Miller touts backcountry skiing in Europe as a bucket list experience
Owner and Director of International Alpine Guides Dave Miller spoke at Mammoth Lakes Brewing Company on Wednesday as part of the ongoing Mountain Culture Speaker Series. In a presentation accompanied by his own remarkable photographs, Dave explained why the Alps are a backcountry skier’s paradise.
“Backcountry in Europe is completely different,” Dave said.
“It’s not just ‘backcountry’ over there. There are three categories: Classic touring, which is point A to point B; Ski Mountaineering, where you access runs through mountaineering; and Free Ride, somewhat new to Europe.”
Dave recalled his collection of experiences in the Alps through this three-pronged heuristic.
The Haute Route is the pinnacle of Alpine touring. The trip from Chamonix, France to Zermatt, Switzerland takes 7 or more days skiing. Along the way you stop at huts, century-old commercial hostels hanging off lithic peaks. The huts on the Haute Route are restocked by helicopter. “The food is better than you would expect.”
Dave has traversed the route 16 times.
“I would do it again in a heartbeat,” he said. “It’s not just ski touring, it’s mountaineering, its experiencing different cultures, it’s epic.”
The Haute Route was first traversed by ski in 1911, and has become by far the most famous touring route in the world.
Dave also spoke of the Ortler Route. Beginning in the German Speaking independent Italian province of Sub Tirol, lost to the allies in World War One, and ending deep in the Italian Alps, the Ortler is a kinder journey than the Haute. It consists of three huts in 6 days. When a skier is not traveling linearly, they “can do whatever they want,” said Dave. Ski a circuit of rapturous backcountry, sauna, enjoy a hot tub, or sit back and drink cappuccinos and beer. The huts are less precarious on the Italian route and are therefore stocked by snow cat.
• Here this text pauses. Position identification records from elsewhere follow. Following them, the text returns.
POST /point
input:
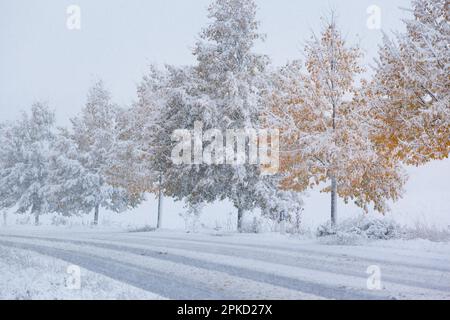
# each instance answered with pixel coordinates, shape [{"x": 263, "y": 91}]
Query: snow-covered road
[{"x": 210, "y": 266}]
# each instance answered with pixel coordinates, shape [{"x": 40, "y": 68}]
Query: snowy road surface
[{"x": 207, "y": 266}]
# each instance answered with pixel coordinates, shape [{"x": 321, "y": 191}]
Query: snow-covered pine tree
[
  {"x": 24, "y": 159},
  {"x": 410, "y": 92},
  {"x": 326, "y": 127},
  {"x": 84, "y": 157},
  {"x": 225, "y": 93},
  {"x": 144, "y": 145}
]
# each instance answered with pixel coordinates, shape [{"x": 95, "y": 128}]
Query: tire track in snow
[
  {"x": 311, "y": 287},
  {"x": 160, "y": 283}
]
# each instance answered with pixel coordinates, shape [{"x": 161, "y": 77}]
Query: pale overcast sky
[{"x": 40, "y": 59}]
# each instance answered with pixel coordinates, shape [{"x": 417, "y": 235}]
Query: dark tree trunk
[
  {"x": 36, "y": 218},
  {"x": 240, "y": 218},
  {"x": 160, "y": 202}
]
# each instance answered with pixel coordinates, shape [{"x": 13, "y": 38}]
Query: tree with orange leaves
[
  {"x": 326, "y": 127},
  {"x": 410, "y": 92}
]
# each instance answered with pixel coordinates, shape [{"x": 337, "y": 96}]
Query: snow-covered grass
[{"x": 31, "y": 276}]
“The food is better in Italy,” Dave said. He described the ecstasy of a Swiss rosti in an Italian hut, “Hashbrowns with amazing Swiss cheese and an egg.”
The huts provide the essentials. “You want the lightest set-up possible for touring.” A skier only brings what they need for the journey: two-buckle boots, light skis, and a harness and ice axe in case of a glacial rescue. The huts provide everything else.
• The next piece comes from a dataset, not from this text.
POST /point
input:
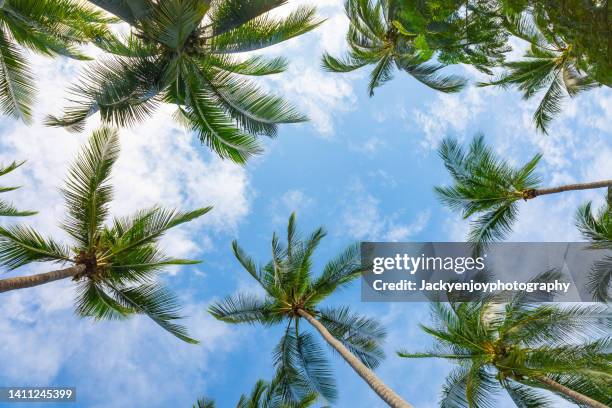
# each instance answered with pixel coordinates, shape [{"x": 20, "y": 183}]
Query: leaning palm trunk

“Chamonix is the epicenter of ski mountaineering,” said Dave. Mountaineering as a sport began in Chamonix, when in 1786 a bored doctor offered a cash prize to anyone who could summit Mont Blanc. Crazy men in goulashes transversed gorges and glaciers for the prize. Alpinism, and therefore ski mountaineering, found its spirit in those mad men.
Ski mountaineering, now an established sport in the Alps, is not for the timid. On a trip to Chamonix, Dave, not knowing Mont Blanc, followed a French couple down the couloirs. He followed the pair until they decided to get cheeky and jump off of a cliff, skis on, and throw their parachutes.
Dave was perturbed.
“Free riding is what everyone from the US wants to do, but doesn’t know it.” Dave described European free-riding as, “lift-assisted backcountry.” Alagna, Italy is the Mecca of free riding.
“They do not have resorts like we know them,” Dave said. In the Dolomites, there is a ‘resort’ of over 400 lifts from valley to valley, all on the same lift ticket. It costs $60 a day.
Not only is the terrain more expansive in the Alps, it is also less crowded. “When skiing ‘off piste’ [off the marked trails], you can go all day and see no one.” Dave described ‘off piste’ runs that were within sight of a chairlift that no souls dared enter.
“Backcountry in the Alps is something every serious skier must experience.”